Eine der ältesten Maxime der osteopathischen Medizin (Leon Chaitow, Lehr-und Arbeitsbuch für Osteopathen) unterstreicht die gegenseitige Abhängigkeit von Struktur und Funktion. Struktur bestimmt Funktion und umgekehrt. Was auch immer zur Veränderung einer Struktur führt, modifiziert auch die Funktion, und jede funktionelle Veränderung zieht eine strukturelle Alteration nach sich (z.B. Muskelfibrose, Längenänderung von Weichteilgewebe, Veränderung der Oberflächenbeschaffenheit von Gelenken).

Die Aufgabe in der Osteopathie besteht für uns darin, die vorliegenden Struktur- und Funktionsveränderungen mit dem Auge und mit den Händen zu erfassen.  Entsprechend des Befundes nehmen wir Einfluß auf die Struktur und die Funktion der Fascien, der Gelenke, des Lymphsystems, der inneren Organe und der Nervenverbindungen zwischen Schädel und Kreuzbein.
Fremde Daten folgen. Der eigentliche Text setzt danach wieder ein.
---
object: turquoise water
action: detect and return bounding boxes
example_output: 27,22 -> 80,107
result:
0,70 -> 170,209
Wie bei allen therapeutischen Maßnahmen kann auch bei der Osteopathie keine Garantie auf eine Linderung oder Verbesserung der vorgefundenen Krankheitszustände gegeben werden. Für den Bereich der Wirbelsäule, z.B. beim chronischen Schmerzsyndrom der Wirbelsäule, geht die Bundesärztekammer in der Regel von einer Wirksamkeit osteopathischer Behandlungen aus (Deutsches Ärzteblatt 2009, Seite 2325 und folgende).